Monday, May 01, 2006

Tony Baldry MP - Torture and Rendition

In 2005 I was part of the email "Make History Poverty Campaign". Basically what it involved was every other week they asked you to email a political figure about Global poverty policy, the idea being that several thousand would email the said person and create an imperative for action. The usual suspects were included Tony Blair, Gordon Brown, other ministers, European ministers and global leaders. Each email was timed to a certain event such as G8, the budget, European summits etc.

Anyway one such email was to your local MP, mine happens to be Tony Baldry, so I sent the email expected nothing further to happen. Now I am stuck on a snail mail list for International Policy, which if nothing else gives me something to open in the post.

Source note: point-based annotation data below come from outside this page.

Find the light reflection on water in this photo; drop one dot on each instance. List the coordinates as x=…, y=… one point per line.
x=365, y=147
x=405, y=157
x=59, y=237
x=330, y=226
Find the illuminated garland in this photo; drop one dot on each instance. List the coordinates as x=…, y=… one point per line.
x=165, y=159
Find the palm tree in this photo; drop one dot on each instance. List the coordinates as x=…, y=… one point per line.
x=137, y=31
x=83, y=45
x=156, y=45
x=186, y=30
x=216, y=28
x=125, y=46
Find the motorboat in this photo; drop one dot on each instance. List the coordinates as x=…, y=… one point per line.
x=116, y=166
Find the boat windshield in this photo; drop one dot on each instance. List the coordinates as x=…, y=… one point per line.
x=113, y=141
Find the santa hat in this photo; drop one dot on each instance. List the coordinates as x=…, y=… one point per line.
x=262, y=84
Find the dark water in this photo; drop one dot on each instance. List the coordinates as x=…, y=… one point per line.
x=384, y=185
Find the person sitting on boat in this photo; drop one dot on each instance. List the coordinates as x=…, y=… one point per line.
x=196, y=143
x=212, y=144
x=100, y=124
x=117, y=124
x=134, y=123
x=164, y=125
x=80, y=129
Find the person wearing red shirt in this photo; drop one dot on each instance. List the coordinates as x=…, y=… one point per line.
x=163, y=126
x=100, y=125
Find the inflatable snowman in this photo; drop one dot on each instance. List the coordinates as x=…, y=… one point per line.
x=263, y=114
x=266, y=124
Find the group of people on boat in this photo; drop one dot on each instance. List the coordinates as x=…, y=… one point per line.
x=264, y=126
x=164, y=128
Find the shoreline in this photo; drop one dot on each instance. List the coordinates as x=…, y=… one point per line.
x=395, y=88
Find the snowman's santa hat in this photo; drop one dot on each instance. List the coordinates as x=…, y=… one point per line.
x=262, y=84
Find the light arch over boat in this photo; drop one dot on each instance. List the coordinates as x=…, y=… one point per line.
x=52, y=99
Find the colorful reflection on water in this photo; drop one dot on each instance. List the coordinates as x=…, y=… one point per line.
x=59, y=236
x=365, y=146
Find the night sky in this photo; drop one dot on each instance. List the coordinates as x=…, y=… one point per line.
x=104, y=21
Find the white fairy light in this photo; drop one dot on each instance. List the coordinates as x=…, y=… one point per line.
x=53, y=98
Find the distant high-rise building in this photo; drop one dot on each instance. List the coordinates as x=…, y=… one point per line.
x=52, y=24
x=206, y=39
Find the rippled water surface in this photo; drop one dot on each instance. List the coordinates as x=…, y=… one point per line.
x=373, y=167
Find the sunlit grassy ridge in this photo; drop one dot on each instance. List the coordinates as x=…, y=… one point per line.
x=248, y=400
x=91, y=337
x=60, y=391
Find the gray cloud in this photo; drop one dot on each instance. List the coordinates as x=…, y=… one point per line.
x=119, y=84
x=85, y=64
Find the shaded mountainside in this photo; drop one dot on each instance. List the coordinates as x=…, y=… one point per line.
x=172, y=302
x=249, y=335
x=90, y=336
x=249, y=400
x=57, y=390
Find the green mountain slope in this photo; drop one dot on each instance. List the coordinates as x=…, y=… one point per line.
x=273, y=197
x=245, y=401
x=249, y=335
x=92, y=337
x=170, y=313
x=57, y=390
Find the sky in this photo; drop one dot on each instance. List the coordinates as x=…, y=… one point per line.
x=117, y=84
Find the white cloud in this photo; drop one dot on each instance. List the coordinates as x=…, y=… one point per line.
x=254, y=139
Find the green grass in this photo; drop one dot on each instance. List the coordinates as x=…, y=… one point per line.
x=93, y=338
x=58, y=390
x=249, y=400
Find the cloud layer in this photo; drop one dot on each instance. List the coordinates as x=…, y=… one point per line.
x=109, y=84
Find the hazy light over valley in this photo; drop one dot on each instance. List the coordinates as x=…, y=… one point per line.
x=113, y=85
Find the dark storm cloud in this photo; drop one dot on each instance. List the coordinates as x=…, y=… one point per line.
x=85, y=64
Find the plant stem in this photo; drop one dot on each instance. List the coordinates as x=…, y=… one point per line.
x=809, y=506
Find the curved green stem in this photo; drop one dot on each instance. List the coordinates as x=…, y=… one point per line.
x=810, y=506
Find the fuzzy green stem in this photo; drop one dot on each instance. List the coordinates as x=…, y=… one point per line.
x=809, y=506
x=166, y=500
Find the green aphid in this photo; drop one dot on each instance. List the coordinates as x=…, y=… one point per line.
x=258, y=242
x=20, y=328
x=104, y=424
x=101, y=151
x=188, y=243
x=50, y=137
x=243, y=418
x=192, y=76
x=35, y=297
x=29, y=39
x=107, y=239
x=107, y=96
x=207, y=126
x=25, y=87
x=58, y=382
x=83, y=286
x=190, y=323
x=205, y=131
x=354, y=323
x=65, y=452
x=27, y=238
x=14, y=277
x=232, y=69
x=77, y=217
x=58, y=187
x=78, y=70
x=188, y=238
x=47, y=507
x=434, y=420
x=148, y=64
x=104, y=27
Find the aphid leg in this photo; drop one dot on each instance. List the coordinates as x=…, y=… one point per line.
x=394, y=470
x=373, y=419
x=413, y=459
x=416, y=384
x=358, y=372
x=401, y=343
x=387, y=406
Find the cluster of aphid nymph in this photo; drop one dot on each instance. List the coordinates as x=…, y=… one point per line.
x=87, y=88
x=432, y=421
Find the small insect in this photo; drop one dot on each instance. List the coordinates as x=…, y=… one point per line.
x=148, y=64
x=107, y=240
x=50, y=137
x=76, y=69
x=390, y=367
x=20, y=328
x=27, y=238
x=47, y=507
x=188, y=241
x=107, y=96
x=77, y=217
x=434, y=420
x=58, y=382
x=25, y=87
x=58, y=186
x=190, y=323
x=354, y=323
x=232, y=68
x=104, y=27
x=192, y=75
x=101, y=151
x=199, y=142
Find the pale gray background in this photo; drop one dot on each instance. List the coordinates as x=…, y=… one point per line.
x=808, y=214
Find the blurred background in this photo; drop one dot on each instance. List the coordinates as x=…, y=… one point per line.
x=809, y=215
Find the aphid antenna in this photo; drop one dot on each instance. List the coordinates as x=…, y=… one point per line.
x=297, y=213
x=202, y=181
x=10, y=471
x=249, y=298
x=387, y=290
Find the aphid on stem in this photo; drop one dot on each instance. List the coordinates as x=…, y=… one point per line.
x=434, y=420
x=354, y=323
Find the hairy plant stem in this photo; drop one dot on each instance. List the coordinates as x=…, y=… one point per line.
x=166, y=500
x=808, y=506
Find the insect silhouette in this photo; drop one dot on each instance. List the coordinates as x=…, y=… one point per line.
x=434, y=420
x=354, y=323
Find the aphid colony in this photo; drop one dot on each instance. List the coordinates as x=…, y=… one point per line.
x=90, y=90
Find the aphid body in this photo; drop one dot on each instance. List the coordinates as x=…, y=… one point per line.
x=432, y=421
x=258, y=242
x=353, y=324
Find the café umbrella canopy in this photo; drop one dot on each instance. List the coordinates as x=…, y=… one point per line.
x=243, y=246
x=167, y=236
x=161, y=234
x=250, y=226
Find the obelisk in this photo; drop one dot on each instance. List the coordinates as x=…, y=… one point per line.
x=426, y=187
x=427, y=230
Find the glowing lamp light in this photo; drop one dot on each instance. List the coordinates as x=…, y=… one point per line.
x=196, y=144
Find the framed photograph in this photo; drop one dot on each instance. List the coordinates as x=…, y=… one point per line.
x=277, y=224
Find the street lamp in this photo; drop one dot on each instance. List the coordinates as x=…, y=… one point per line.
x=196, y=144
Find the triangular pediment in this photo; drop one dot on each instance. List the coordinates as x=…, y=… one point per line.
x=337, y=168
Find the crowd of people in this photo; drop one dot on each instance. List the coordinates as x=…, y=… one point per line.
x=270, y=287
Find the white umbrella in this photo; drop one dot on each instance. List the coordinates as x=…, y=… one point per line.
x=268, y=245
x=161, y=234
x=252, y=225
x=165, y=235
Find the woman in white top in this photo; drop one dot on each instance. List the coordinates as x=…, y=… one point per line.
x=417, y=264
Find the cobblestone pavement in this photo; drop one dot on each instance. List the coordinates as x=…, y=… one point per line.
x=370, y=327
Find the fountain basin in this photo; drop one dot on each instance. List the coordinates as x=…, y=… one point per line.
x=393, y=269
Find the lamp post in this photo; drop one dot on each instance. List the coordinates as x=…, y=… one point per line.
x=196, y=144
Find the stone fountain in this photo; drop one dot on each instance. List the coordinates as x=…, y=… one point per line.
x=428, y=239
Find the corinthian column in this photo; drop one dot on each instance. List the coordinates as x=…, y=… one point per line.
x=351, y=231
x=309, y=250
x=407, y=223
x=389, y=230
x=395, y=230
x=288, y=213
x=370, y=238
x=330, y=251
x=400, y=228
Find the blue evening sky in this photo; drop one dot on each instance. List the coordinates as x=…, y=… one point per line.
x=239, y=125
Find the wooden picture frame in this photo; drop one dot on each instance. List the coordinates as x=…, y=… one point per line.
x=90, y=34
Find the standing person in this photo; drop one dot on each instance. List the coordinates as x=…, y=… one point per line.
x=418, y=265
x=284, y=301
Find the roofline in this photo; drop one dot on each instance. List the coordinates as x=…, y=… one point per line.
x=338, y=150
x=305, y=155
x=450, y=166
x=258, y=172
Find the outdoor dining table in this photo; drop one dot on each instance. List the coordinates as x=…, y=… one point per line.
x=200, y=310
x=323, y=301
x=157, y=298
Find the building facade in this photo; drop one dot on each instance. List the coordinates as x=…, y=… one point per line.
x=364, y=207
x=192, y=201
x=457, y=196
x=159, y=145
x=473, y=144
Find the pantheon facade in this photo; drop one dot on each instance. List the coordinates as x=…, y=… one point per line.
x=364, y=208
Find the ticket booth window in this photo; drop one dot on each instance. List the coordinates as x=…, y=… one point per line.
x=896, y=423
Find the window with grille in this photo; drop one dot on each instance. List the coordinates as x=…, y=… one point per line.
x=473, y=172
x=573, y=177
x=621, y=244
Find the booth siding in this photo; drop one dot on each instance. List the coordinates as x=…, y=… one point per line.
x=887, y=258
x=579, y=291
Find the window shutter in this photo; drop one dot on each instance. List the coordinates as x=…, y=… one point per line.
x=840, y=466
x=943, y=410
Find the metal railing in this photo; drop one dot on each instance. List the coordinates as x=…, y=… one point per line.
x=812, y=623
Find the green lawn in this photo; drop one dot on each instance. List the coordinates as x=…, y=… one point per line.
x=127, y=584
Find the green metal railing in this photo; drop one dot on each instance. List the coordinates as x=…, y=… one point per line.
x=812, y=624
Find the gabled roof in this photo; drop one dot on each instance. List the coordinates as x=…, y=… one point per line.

The latest communique from TBa (not to be confused with Blair) is on UK policy of torture and rendition. Apparently his speech (15/02/06) was reported in
The Independent and elsewhere.

TBa seeks confirmation of two things
1. That the UK does not support the use of torture to gain evidence even in cases of major terrorism events and distances themselves from any world power which would seek or has been proved to use terrorism for such means

2. That the UK does not:
(a) deport or extradite any person to another state where there are grounds to believe said person will face torture.
(b) Would not assist in any rendition through UK or overseas territories if to do so would put us in breach of our national and international obligations.

Needless to say TBa receives confirmation from The Minister for Trade (Ian Pearson) on behalf of the govt. Although he states there are some difficulties on the status of Guantanamo Bay. In answer to this anomaly he re-iterates the govt position previously made by TB (Tony Blair this time).

"We have made it clear that we regard the circumstances under which the detainees continue to be held in Guantanamo Bay as unacceptable, and the US Government are fully aware of our views."
- Ian Pearson, Minister for Trade
The other interesting parts of TBa's speech are the quotes from various people that he has found to support his arguments.

On the assertion that torture is somehow acceptable government policy to prevent major terrorist incidents:

"there was a before 9/11 and there was an after 9/11. After 9/11 the gloves came off."
- Cofer Black, Former chief of counter-terrorist centre of the CIA reports to a House of Representatives and the US senate Committee on Intelligence.

On historical UK precedence on the use of torture in the UK:

"We have seen that the use of torture, though illegal by the common law, was justified by virtue of the extraordinary power of the crown which could, in times of emergency, override the common law."
- Sir William Holdsworth in his "History of English Law"

TBa notes at this point that the first act of the long parliament in 1640 at the time of the English civil war, was to abolish the court of Star Chamber, where torture evidence had been received.

On the US policy of rendition:

"It is the policy of the United States ... to comply with its laws and comply with treaty obligations, including those under the Convention Against Torture"
- Secretary of State Rice 5 December 2005

President Bush on International Law:

"International Law? I better call my lawyer ... I don't know what you are talking about by International Law "
- 2003

Appellate Committee (House of Lords) findings 8 December 2005 A (FC) and others v the Secretary of State for the Home Department:

"Torture is not acceptable. This is a bedrock moral principle in this country. For centuries, the common law has set its face against torture ... Torture attracts universal condemnation ... No civilised society condones its use. Unhappily, condemnatory words are not always matched by conduct."
- Lord Nicholls

"Torture is an unqualified evil. It can never be justified. Rather it must always be punished."
- Lord Brown

These are not all the quotes, there are many more fine words of condemnation as well as comments regarding the unofficial use or blind eye approach to torture.

Although it is good to see policy debated and questioned in society, a mark of a civilised society would be where such topics would not need to be discussed. Any consideration of the use of torture would be abhorrent and universally unacceptable.